Biggles was different. Partly through temperament — and partly too because of the extraordinary series of adventures that soon diverted him from Front-Line flying — Biggles never did become a famous ace. He was not a natural killer, and he flew for the simplest of reasons — because he loved it and believed that the happiest place on earth was the cockpit of an aeroplane.
Towards the end of 1916, the British forces in the north of France were finally bogged down. The weather was as bad an enemy as the German army, as fog and ice were added to the hazards of a combat pilot’s life.
Allied Headquarters had been hearing rumours that the enemy was massing to attack along the narrow segment from the Belgian border, but clear-cut information was urgently required — information which only aerial reconnaissance could provide.
Even in decent weather this sort of reconnaissance was hazardous. The German base at Vanfleur was forty miles behind their Lines, and although the F.E.2s were ideal for this sort of operation, as their low speed and stability made them the perfect spotter planes, they were also hideously vulnerable. The generals were demanding detailed information — numbers of rail trucks in the sidings, news about arms dumps and troop formations, all of which meant that the aircraft would have to spend several minutes flying dangerously low across the town.
When the request came through from High Command, one of the most experienced pilots in the Squadron, a Captain L
ittleton, was given the job. He failed to return. So did Lieutenant Blake, another veteran of 169. But although two planes were lost, there was no question of abandoning the task; it was now the turn of Biggles’ flight.

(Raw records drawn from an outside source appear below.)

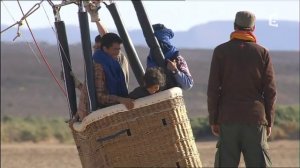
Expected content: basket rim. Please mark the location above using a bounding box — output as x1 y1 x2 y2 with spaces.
73 87 182 132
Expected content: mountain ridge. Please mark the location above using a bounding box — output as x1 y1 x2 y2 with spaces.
1 20 299 51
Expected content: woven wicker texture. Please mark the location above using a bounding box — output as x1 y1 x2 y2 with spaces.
73 88 202 168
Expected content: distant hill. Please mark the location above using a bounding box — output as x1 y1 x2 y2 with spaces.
1 42 299 117
1 20 299 51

Mapleton, the Flight Commander, refused point blank to ask for volunteers. ‘I’m not letting anyone commit suicide just because he considers it the right thing to do,’ were the words he used. Instead he suggested that all three pilots tossed for it, the odd man out to go. Inevitably, the odd man out was Biggles. Way appeared understandably concerned. Mapleton’s talk of suicide was not exactly calculated to give much encouragement to the chosen victims, but Biggles seemed delighted, for he had reached that dangerous point of all young fliers where confidence had started to outrun experience. He seemed to have a charmed life in the air and felt no fear. Flying was still a game, and even the warnings and the grim briefing from the CO., Major Paynter, failed to dampen his spirits.
Paynter suggested that they flew at dawn next morning, but Biggles showed his contempt for Paynter’s advice by insisting on that very afternoon.
‘Jerry is always waiting for a dawn patrol,’ he said. ‘Less opposition in the afternoon.’
The C.O. agreed but warned them to watch out. ‘Reports from Intelligence suggest that Richthofen and his merry men have moved up to the airfield at Douai, and there are already more Boche combat planes there than anywhere else on the Western Front.’ He smiled quizzically. ‘I tell you this to cheer you on your way.’
‘Well, if we’ve got to go, we might as well get it over with as soon as possible,’ Way remarked to Biggles-when they were safely out of earshot.